Premenstrual Dysphoric Disorder (N94.3): All DSM-5-TR criteria met. 11/11 symptoms present. Prospectively confirmed over 3 cycles. Severe functional impairment. Treatment: (1) First-line: SSRI (fluoxetine, sertraline) — can be given continuously OR only during luteal phase (luteal-phase dosing: effective and reduces total medication exposure). (2) If SSRI insufficient: oral contraceptive (drospirenone/ethinyl estradiol combination — some evidence for PMDD). (3) CBT: cognitive restructuring of premenstrual catastrophizing, behavioral strategies for luteal-phase management. (4) Lifestyle: regular exercise, calcium supplementation (evidence for mild symptom reduction).

Teaching Points

  • PMDD is classified as a DEPRESSIVE DISORDER in DSM-5-TR, reflecting the prominence of mood symptoms. This placement is significant: PMDD is a psychiatric diagnosis with biological underpinnings, not simply 'severe PMS.' The distinction matters for treatment (psychiatric interventions are indicated) and for legitimacy (reduces dismissiveness toward women's mood disturbances).

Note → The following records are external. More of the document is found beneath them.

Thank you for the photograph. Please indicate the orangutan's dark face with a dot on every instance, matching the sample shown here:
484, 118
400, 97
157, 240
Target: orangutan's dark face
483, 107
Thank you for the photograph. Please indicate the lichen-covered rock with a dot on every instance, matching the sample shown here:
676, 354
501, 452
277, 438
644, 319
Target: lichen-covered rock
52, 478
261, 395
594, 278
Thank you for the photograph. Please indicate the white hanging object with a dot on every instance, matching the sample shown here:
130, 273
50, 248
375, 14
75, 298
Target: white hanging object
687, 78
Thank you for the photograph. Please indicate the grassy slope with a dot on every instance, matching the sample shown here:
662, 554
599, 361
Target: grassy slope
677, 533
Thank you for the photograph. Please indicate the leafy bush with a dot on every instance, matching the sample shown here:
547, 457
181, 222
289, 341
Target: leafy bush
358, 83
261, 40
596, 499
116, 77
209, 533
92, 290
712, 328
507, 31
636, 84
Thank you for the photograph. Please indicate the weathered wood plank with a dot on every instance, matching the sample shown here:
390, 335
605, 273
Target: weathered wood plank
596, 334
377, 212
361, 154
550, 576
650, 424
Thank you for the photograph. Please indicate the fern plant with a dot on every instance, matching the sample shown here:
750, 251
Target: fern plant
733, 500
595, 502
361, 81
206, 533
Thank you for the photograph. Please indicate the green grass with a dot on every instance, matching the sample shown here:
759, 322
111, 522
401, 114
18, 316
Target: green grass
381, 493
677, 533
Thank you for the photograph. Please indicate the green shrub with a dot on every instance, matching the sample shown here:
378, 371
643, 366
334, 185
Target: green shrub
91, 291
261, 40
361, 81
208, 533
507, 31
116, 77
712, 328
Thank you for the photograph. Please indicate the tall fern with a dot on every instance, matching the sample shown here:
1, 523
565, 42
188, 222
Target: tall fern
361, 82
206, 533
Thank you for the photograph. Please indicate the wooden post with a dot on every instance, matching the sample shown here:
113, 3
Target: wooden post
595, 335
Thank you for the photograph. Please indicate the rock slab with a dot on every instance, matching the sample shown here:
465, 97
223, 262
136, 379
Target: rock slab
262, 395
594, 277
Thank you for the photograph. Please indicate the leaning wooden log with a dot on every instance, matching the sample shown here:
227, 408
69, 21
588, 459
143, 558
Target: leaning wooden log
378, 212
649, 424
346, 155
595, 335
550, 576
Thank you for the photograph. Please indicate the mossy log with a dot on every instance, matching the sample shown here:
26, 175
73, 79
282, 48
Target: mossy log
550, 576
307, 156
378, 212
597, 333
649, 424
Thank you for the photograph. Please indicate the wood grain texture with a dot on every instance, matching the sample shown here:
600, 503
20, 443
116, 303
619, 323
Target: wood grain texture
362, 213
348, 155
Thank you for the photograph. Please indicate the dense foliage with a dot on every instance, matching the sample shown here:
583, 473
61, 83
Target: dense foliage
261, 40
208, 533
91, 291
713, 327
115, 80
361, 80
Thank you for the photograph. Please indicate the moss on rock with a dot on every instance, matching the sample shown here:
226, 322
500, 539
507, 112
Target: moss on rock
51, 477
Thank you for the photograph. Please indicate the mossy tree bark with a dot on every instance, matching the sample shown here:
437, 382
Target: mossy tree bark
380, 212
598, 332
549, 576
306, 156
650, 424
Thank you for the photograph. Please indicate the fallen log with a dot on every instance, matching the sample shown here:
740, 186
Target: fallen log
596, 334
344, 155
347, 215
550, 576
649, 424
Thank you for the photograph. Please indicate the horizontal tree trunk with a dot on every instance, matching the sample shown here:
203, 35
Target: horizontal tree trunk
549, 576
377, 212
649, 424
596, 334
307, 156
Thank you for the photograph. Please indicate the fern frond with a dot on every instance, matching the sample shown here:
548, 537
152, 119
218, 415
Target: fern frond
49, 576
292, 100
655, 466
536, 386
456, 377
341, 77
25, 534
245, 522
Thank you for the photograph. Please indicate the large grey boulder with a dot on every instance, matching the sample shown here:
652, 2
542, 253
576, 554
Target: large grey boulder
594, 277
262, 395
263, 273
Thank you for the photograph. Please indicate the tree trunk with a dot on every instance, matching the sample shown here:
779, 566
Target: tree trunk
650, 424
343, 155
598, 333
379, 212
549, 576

  • The PROSPECTIVE daily rating requirement (Criterion F) is unique to PMDD among DSM-5-TR diagnoses. No other diagnosis requires prospective symptom tracking for confirmation. This requirement exists because retrospective report of premenstrual symptoms has been shown to be unreliable due to confirmation bias and cultural expectations.
  • SSRIs are first-line pharmacotherapy for PMDD and can be used in LUTEAL-PHASE DOSING: taken only during the symptomatic 10-14 days before menses, then discontinued when menses begins. This intermittent dosing is effective because SSRIs' effect on PMDD symptoms occurs more rapidly (within days) than their effect on MDD (which requires weeks). The mechanism may involve neurosteroid modulation rather than, or in addition to, serotonin reuptake inhibition.
  • The pathophysiology of PMDD involves ABNORMAL SENSITIVITY TO NORMAL HORMONAL CHANGES. Women with PMDD have normal hormone levels; their central nervous system responds differently to the normal progesterone-allopregnanolone fluctuations of the luteal phase. This explains why symptom profiles are identical to MDD/GAD but limited to the luteal phase.
  • PMDD affects approximately 3-8% of reproductive-age women (in contrast to PMS, which affects 20-40%). The distinction between PMDD and PMS is severity and symptom domain: PMDD requires MARKED mood symptoms with functional impairment. PMS typically involves mild-to-moderate physical symptoms (bloating, breast tenderness) with minimal mood disturbance.